Epithelial-mesenchymal transition as a mechanism for the progression of breast carcinoma
© Thiery et al. 2011
Published: 16 November 2011
Epithelial-mesenchymal transition (EMT) is a major process controlling multiple events during development. EMT has been conserved throughout evolution to control morphogenetic events, such as the formation of the three primary germ layers during gastrulation. Most interestingly, signal transduction pathways have been remarkably conserved in many different species. EMT pathways are also tightly connected to determination and differentiation programmes, and are reactivated in adult tissues following injury or exposure to toxic agents.
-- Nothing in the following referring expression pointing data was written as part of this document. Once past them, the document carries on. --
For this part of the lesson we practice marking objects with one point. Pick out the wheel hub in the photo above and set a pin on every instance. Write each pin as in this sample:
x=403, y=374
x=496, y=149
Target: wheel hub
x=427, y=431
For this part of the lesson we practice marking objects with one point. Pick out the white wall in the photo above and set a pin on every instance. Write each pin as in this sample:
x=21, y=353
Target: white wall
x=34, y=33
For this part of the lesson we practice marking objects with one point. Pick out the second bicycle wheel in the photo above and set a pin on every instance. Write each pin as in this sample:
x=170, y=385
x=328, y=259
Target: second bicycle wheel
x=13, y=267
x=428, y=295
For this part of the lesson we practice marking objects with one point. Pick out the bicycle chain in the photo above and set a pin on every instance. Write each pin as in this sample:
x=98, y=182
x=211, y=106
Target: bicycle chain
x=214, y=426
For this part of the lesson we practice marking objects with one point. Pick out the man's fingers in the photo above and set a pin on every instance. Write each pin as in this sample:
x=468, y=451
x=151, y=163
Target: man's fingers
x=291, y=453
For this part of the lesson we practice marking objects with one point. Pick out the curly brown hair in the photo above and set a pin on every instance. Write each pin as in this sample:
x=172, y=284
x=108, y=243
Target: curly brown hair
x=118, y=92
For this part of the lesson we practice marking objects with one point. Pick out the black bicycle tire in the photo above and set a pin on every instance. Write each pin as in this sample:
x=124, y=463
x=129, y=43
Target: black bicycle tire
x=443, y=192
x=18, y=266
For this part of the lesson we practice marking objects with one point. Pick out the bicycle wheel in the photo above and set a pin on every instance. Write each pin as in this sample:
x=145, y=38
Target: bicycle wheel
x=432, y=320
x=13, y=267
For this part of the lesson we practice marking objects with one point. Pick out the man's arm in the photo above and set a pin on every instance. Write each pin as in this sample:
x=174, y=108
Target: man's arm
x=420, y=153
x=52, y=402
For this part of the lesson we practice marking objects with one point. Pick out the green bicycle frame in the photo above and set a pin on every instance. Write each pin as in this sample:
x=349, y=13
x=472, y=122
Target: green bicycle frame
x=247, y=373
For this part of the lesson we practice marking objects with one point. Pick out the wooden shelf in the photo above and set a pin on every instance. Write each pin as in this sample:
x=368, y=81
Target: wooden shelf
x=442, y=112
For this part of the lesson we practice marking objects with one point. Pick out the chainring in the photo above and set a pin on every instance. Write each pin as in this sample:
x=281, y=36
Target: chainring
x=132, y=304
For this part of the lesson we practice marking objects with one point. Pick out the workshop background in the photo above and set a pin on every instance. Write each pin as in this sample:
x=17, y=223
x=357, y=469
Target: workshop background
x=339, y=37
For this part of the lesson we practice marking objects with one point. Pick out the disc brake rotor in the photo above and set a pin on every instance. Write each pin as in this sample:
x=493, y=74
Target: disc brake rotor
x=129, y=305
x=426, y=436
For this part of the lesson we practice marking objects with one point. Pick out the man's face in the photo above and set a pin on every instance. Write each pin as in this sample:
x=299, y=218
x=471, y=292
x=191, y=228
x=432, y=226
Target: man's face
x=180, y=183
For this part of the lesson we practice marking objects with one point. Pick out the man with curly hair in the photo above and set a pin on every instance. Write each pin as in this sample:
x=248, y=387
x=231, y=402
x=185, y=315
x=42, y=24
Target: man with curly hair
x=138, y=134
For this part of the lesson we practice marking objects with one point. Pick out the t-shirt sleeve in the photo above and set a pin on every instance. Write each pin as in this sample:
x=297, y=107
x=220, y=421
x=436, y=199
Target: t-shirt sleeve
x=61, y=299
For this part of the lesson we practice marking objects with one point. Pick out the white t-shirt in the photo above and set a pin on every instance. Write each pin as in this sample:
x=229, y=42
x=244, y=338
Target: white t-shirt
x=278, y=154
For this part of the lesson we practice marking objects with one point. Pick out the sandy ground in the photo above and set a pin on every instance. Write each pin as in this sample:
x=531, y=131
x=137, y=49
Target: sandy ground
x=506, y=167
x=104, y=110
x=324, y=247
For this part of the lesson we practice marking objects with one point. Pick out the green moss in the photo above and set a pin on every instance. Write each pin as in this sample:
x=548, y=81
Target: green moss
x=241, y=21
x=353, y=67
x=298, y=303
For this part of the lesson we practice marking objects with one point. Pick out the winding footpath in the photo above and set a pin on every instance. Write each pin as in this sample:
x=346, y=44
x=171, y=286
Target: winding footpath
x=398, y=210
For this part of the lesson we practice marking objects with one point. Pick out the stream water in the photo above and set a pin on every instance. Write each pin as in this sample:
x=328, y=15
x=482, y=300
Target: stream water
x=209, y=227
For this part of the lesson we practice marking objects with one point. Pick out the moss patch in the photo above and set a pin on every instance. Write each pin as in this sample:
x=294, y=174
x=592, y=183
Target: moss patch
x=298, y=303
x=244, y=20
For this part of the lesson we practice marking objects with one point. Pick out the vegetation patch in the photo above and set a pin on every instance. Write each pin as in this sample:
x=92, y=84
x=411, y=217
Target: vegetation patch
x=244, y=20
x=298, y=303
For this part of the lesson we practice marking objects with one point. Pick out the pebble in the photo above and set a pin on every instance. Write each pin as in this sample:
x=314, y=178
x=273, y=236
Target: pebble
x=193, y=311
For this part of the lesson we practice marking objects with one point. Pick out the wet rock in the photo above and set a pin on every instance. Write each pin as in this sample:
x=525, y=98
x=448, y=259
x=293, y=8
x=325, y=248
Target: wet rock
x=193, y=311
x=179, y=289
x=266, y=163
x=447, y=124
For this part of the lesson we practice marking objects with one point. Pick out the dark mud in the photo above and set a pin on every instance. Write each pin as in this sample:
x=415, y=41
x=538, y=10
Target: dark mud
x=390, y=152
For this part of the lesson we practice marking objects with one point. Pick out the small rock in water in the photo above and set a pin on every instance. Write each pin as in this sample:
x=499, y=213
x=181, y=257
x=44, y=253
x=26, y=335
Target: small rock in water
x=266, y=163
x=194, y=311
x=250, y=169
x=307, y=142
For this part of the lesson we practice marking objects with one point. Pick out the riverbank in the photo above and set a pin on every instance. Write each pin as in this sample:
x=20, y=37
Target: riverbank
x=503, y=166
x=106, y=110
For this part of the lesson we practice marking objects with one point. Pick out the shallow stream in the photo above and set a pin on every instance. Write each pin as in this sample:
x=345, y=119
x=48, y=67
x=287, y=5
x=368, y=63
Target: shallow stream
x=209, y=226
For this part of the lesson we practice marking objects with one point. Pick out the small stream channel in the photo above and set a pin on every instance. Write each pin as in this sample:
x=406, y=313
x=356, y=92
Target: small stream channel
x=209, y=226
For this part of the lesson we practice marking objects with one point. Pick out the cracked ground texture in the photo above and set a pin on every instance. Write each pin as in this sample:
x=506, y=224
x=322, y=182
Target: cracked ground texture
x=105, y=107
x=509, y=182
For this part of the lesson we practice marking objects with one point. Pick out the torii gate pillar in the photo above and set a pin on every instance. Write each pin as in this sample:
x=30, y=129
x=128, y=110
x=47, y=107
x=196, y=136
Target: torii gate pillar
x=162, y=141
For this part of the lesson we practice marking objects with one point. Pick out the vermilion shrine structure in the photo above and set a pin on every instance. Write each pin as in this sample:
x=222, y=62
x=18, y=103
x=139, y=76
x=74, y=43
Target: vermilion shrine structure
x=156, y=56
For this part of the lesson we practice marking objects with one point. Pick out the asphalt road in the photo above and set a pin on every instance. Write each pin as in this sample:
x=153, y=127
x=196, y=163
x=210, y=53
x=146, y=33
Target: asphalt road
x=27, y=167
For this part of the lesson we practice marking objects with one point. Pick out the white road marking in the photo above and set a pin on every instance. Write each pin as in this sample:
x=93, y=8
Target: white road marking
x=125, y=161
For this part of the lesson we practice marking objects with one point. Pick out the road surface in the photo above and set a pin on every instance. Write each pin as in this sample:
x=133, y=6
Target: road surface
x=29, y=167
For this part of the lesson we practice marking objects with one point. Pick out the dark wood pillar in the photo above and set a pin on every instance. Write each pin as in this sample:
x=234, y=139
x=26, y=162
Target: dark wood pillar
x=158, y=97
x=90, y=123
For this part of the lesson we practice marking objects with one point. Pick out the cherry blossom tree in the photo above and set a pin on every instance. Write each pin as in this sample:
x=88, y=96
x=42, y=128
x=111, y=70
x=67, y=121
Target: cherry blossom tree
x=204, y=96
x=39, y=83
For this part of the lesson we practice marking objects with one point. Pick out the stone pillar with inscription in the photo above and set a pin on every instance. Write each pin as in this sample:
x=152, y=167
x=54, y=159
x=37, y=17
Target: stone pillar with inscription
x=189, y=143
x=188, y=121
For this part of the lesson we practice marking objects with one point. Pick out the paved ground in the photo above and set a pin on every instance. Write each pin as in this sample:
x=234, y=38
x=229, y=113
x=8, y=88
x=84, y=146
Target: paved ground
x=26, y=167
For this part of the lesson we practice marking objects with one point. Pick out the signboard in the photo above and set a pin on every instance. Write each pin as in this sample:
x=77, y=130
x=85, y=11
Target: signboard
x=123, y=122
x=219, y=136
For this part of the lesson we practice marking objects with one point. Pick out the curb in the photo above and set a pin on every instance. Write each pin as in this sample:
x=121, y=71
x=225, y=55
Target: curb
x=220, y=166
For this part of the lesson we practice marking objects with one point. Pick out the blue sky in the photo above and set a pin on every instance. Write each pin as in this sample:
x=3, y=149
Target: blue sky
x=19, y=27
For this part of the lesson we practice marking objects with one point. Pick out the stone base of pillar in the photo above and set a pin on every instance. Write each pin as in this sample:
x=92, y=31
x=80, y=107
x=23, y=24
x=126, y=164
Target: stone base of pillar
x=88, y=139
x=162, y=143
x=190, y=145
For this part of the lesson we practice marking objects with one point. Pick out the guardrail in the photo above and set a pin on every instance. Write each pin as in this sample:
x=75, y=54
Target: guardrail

EMT is likely to operate during the early stages of carcinoma invasion that lead to blood or lymph vessel intravasation. Mesenchymal-like carcinoma cells undergo a mesenchymal-to-epithelial transition in distant sites from the primary tumour and eventually become micrometastatic. We have characterised bone marrow micrometastases from breast cancer patients and found that the detection of micrometastatic carcinoma cells was associated with poorer distant metastasis-free survival, local relapse-free survival, and overall survival. Despite high rates of adjuvant systemic treatment and breast irradiation in this series, disseminated carcinoma cells remain a prognostic factor, in favour of the resistance to treatment of locally or distant disseminated cancer cells in bone marrow-positive patients. In addition, we detected micrometastatic carcinoma cells in patients with T1 tumours, suggesting that dissemination occurs much earlier during tumour progression than is generally accepted. Thus, bone marrow micrometastases should become a very useful prognostic indicator for relapse, and an excellent surrogate marker for patient's response to treatment. The mesenchymal-like state of carcinoma confers stemness, protection from cell death, escape from immune response and, most importantly, resistance to conventional and targeted therapies. Current strategies based on the EMT concept are aimed at designing new therapeutic approaches that interfere with the plasticity of carcinoma cells. Our laboratory has devised a high-content, high-throughput screen for EMT. Several combinations of drugs have been shown to selectively inhibit EMT. This strategy may be used to interfere with tumour progression, particularly in breast carcinomas that have acquired resistance to conventional therapies.